Are you comparing the time it takes to fit a single model in Julia versus Python? If so, it’s not surprising that the Python version is significantly faster. Julia achieves its speed by lazily compiling functions (just) ahead of time. Thus if you’re only doing any operation once in a Julia process, measuring the time that operation takes is also measuring compilation time.

This is why people earlier in this thread were using `@btime` from `BenchmarkTools` rather than `@time` from Base. `@btime` makes sure that it’s measuring the operation sans compilation.

#17

But it does — the profiling counts displayed are proportional to runtime.

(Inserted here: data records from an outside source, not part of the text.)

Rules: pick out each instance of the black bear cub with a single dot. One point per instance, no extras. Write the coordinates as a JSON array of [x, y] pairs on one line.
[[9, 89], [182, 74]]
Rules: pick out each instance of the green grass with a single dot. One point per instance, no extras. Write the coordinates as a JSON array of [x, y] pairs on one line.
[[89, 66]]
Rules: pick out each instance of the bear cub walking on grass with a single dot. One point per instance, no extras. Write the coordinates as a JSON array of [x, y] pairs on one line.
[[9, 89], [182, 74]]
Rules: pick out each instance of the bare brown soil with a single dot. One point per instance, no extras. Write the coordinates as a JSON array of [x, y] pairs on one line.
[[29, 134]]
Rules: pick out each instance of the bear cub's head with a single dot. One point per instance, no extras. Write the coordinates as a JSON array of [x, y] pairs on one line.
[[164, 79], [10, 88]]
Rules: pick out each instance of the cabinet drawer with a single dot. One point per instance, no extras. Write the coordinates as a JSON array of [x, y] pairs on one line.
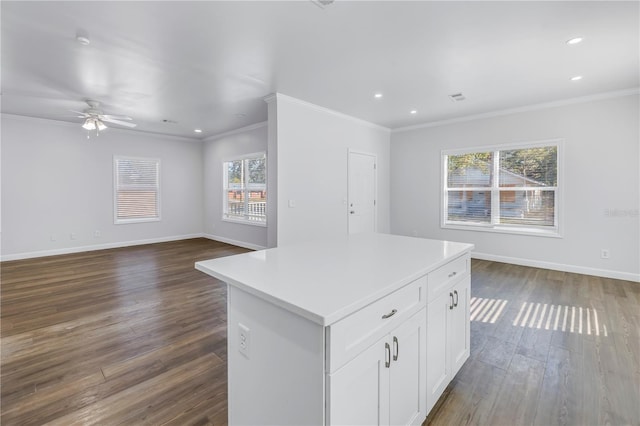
[[440, 279], [351, 335]]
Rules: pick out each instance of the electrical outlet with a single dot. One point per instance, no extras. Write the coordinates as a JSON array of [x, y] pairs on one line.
[[244, 339]]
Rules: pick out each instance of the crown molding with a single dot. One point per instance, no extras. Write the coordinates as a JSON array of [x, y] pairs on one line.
[[235, 131], [292, 100], [61, 123], [534, 107]]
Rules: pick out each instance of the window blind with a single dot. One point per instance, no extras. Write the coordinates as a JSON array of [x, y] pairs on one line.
[[136, 189]]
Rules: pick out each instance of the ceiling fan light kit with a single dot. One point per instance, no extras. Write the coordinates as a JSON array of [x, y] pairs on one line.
[[95, 119]]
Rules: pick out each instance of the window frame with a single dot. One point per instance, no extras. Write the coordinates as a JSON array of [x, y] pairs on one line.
[[157, 218], [493, 225], [225, 189]]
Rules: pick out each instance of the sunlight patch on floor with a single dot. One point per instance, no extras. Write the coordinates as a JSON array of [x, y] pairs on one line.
[[543, 316], [565, 318], [486, 310]]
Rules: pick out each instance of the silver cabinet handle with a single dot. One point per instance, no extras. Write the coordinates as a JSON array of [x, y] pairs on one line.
[[387, 355], [396, 348], [390, 314]]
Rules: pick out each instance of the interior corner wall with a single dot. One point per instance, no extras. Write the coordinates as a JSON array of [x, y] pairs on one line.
[[600, 190], [216, 152], [313, 145], [56, 182]]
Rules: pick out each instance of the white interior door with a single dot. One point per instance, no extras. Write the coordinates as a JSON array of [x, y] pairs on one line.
[[362, 192]]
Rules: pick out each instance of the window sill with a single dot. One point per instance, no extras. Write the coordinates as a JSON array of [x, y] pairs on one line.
[[501, 229], [245, 222]]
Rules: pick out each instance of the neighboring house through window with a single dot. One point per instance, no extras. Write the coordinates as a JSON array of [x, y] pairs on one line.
[[513, 188], [245, 189], [136, 189]]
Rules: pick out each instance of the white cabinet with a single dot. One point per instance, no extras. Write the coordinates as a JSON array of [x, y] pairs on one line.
[[385, 384], [448, 331], [341, 331]]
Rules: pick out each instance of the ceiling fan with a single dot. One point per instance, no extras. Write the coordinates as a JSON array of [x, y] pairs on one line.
[[94, 119]]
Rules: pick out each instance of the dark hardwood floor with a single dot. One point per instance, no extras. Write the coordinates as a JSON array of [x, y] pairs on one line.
[[547, 348], [138, 336]]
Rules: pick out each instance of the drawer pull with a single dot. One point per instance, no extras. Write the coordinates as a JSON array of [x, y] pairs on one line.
[[390, 314], [396, 348], [387, 355]]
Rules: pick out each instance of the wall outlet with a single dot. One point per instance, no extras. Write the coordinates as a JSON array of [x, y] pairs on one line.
[[244, 340]]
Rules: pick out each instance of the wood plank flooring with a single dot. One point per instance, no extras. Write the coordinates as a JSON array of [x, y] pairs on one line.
[[531, 366], [124, 336], [138, 336]]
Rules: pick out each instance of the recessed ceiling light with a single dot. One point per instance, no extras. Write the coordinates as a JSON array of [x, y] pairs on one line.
[[457, 97], [82, 37]]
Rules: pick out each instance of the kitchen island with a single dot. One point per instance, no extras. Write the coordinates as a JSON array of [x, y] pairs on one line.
[[342, 331]]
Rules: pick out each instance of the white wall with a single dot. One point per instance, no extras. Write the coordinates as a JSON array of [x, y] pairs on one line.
[[312, 153], [222, 148], [601, 172], [56, 182]]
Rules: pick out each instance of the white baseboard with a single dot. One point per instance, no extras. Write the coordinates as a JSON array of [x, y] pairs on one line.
[[606, 273], [68, 250], [233, 242]]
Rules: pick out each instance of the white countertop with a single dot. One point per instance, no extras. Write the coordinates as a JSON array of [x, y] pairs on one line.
[[326, 280]]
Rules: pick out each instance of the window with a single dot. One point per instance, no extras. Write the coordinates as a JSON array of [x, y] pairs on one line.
[[136, 189], [245, 189], [506, 189]]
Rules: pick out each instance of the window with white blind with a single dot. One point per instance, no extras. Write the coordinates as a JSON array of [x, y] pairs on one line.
[[245, 189], [136, 189], [513, 188]]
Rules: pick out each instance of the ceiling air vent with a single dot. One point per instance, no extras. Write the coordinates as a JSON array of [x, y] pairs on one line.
[[322, 3]]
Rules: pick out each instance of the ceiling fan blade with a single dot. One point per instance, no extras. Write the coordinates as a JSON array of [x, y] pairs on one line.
[[121, 123], [116, 117]]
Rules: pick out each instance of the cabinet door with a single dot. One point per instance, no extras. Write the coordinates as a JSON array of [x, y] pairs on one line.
[[407, 378], [359, 391], [437, 333], [459, 331]]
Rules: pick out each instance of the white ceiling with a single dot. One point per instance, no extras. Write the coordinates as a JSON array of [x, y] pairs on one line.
[[209, 64]]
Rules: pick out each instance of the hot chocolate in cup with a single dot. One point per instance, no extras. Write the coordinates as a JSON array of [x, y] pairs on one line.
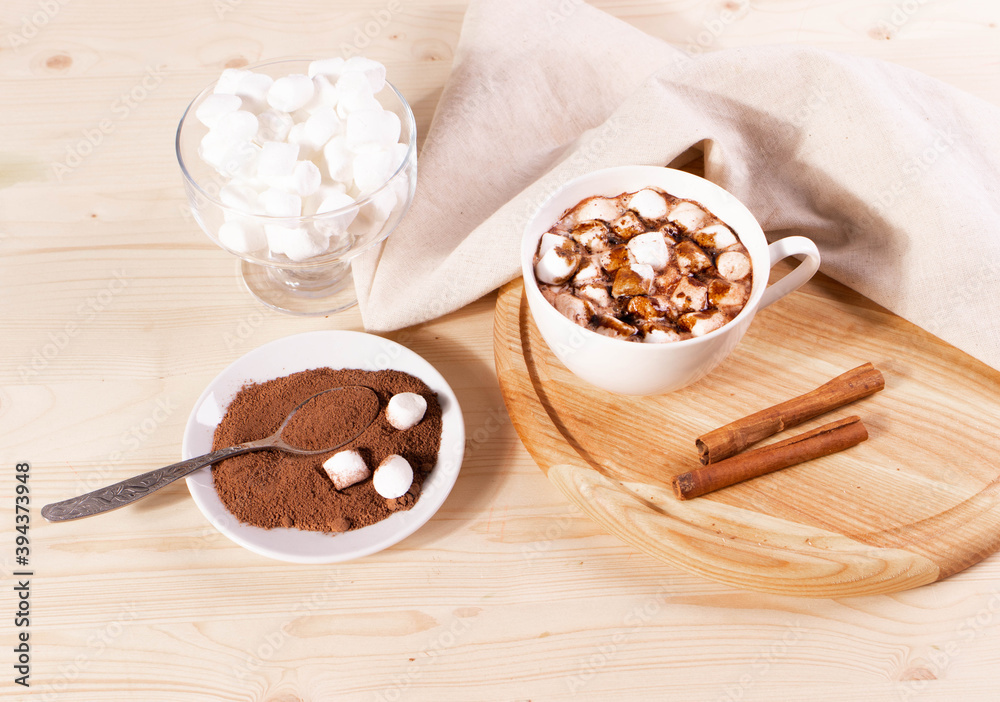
[[632, 368]]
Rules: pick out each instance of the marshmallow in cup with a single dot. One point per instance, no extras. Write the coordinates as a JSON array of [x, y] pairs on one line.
[[632, 368]]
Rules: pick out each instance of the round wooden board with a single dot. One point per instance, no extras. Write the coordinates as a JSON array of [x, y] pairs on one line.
[[917, 502]]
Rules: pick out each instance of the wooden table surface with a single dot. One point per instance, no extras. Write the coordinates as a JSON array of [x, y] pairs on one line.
[[117, 311]]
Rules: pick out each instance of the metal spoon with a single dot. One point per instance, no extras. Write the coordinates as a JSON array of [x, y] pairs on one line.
[[128, 491]]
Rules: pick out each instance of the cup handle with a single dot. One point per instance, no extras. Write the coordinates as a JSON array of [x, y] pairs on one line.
[[783, 248]]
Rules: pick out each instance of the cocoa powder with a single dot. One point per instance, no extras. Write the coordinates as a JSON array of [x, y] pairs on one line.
[[272, 489]]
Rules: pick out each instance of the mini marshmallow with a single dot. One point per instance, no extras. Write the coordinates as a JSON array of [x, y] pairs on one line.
[[717, 236], [373, 71], [644, 270], [733, 265], [325, 94], [301, 244], [590, 270], [334, 227], [253, 88], [557, 265], [346, 468], [277, 161], [371, 169], [405, 410], [305, 179], [242, 237], [372, 126], [240, 124], [393, 477], [606, 209], [648, 204], [339, 159], [332, 67], [355, 94], [216, 106], [322, 124], [550, 241], [289, 93], [688, 215], [242, 197], [274, 125], [279, 203], [230, 78], [650, 249]]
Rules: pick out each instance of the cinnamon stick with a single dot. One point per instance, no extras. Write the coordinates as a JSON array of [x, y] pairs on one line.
[[729, 440], [827, 439]]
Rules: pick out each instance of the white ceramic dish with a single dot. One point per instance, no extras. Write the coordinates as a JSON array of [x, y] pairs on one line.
[[333, 349]]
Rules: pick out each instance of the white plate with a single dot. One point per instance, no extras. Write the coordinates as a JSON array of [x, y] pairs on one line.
[[331, 349]]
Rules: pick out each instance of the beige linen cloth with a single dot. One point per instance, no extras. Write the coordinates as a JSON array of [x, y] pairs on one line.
[[893, 174]]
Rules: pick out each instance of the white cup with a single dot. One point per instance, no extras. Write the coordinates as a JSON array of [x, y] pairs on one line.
[[634, 368]]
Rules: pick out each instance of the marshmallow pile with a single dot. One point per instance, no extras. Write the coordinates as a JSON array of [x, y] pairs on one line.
[[394, 475], [302, 145], [644, 266]]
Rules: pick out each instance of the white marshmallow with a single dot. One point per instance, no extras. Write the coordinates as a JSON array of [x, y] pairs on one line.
[[216, 106], [277, 161], [253, 88], [550, 241], [355, 93], [242, 237], [289, 93], [325, 94], [651, 249], [322, 124], [334, 227], [301, 244], [405, 410], [555, 268], [334, 200], [372, 126], [353, 103], [733, 265], [242, 197], [332, 67], [644, 270], [339, 159], [688, 215], [371, 170], [346, 468], [279, 203], [305, 179], [371, 70], [274, 125], [606, 209], [393, 477], [230, 78], [716, 236], [648, 204], [590, 270]]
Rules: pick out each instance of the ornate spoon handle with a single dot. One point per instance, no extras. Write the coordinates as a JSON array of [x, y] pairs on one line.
[[131, 489]]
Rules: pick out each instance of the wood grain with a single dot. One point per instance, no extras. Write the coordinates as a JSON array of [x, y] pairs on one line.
[[882, 517], [511, 592]]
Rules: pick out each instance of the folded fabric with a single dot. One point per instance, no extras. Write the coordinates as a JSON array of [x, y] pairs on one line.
[[893, 174]]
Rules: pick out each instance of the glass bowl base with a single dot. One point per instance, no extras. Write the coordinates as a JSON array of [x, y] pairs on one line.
[[308, 292]]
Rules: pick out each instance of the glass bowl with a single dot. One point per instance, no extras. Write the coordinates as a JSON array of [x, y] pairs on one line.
[[295, 283]]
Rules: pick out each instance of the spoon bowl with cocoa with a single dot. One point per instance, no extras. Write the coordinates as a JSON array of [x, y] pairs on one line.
[[297, 434]]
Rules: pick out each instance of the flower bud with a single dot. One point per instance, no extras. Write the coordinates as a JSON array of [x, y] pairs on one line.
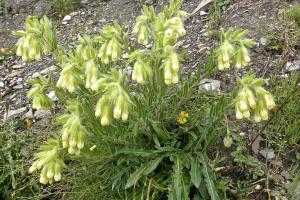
[[43, 179], [57, 177], [269, 102], [246, 114], [175, 79], [50, 173], [264, 114], [71, 150], [239, 114], [243, 106], [257, 118]]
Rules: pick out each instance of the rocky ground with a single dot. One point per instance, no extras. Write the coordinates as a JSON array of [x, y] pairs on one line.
[[258, 16]]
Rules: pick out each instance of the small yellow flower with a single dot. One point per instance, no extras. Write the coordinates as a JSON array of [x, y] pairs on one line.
[[182, 118]]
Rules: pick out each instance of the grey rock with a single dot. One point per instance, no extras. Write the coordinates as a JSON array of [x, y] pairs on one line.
[[17, 87], [72, 14], [203, 13], [17, 67], [263, 41], [41, 114], [42, 7], [268, 154], [52, 96], [210, 85], [35, 75], [48, 70], [29, 114], [67, 18], [19, 103], [292, 66], [14, 113]]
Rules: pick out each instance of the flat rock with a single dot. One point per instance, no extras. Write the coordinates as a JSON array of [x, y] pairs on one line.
[[210, 85], [41, 114], [14, 113], [293, 66]]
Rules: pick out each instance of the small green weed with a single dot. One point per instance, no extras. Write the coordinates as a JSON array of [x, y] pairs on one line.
[[64, 7], [215, 11], [294, 14], [284, 131]]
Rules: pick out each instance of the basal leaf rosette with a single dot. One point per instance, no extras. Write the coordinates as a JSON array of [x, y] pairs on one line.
[[111, 38], [37, 39], [253, 98], [142, 70], [233, 49], [49, 161], [37, 93], [73, 133]]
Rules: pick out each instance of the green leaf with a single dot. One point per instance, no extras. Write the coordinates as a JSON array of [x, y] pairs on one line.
[[177, 178], [143, 170], [135, 176], [209, 182], [195, 172], [152, 165]]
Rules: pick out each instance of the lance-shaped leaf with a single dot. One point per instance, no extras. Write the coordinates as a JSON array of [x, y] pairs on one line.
[[143, 170], [195, 172]]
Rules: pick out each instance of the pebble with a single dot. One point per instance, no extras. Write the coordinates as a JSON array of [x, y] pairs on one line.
[[40, 114], [35, 75], [67, 18], [202, 13], [13, 113], [52, 96], [292, 66], [210, 85], [47, 70], [268, 154], [16, 66], [72, 14], [263, 41]]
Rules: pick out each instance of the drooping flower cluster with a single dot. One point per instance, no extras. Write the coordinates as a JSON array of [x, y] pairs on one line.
[[171, 66], [111, 48], [234, 49], [174, 28], [73, 134], [70, 75], [252, 96], [141, 29], [50, 161], [115, 102], [37, 39], [40, 100], [141, 69], [88, 53]]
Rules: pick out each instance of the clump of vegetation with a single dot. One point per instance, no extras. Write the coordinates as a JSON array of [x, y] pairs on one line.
[[294, 14], [150, 132], [64, 7], [216, 10], [284, 130], [16, 148]]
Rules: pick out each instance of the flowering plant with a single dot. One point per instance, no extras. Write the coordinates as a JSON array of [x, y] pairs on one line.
[[132, 116]]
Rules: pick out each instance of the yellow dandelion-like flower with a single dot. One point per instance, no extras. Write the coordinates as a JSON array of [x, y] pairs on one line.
[[182, 118]]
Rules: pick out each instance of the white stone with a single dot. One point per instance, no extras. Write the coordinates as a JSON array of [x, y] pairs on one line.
[[67, 18], [52, 96]]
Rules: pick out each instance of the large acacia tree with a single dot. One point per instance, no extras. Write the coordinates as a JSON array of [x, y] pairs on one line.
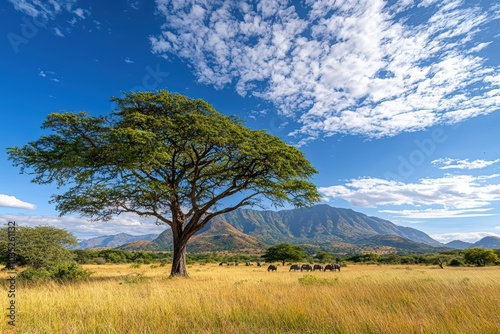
[[165, 156]]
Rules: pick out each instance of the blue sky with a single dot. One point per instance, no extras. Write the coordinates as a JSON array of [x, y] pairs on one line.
[[395, 103]]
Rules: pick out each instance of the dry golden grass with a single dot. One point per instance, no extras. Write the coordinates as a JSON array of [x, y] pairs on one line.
[[360, 299]]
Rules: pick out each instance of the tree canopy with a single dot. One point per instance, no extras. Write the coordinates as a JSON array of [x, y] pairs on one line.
[[284, 252], [166, 156]]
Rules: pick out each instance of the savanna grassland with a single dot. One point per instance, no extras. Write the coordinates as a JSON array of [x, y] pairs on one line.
[[359, 299]]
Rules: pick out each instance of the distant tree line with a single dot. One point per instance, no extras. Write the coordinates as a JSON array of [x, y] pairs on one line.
[[471, 256]]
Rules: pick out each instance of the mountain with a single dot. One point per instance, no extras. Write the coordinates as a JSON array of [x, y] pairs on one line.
[[384, 243], [320, 226], [458, 244], [216, 236], [487, 242], [114, 240]]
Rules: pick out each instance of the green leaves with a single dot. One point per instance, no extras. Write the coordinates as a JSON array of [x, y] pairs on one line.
[[159, 153]]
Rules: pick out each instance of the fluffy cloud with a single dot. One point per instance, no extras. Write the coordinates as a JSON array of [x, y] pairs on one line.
[[464, 236], [446, 197], [44, 9], [447, 163], [82, 229], [12, 202], [369, 68]]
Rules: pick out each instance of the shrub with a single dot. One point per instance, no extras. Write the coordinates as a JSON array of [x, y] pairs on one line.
[[69, 272], [34, 275], [313, 280], [456, 262]]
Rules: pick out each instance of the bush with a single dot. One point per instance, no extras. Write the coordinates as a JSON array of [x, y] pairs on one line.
[[35, 275], [456, 262], [69, 272]]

As indicated above, this could be the case, which makes it a excellent opportunity to improve them by making a pull request. You are now in a perfect position to do improve it for the next person.

#18

I’m not using @btime, but I am running the @time several times to account for compilation. More to the point, when I do a full run (which iterates over 500 responses) it takes my Python code about 10 seconds to run where as my Julia code runs over several minutes. I take it the actual Levenberg-Marquardt code used by SciPy is just a wrapper over some highly optimized MINPACK code. Either way, I don’t think Julia should be an order of magnitude slower. The speed of the interpolation code doesn’t explain all of the slowness.

#19

https://github.com/KristofferC/TimerOutputs.jl can be used to get a bit higher level view of where execution time is being spent.

1 Like
#20

If you can strip the proprietary bits from your code, folks on this forum are often more than happy to help with performance tweaking. There shouldn’t be a big enough algorithmic difference between Julia and Python to produce to an orders-of-magnitude slowdown; the likeliest culprit is type instability. Try `@code_warntype` or Traceur.jl to ferret those out.

2 Likes
#21

This might take a bit of time (since I need to do both Python and Julia to compare) and I’m pretty busy over the next few days. I’ll see what I can do.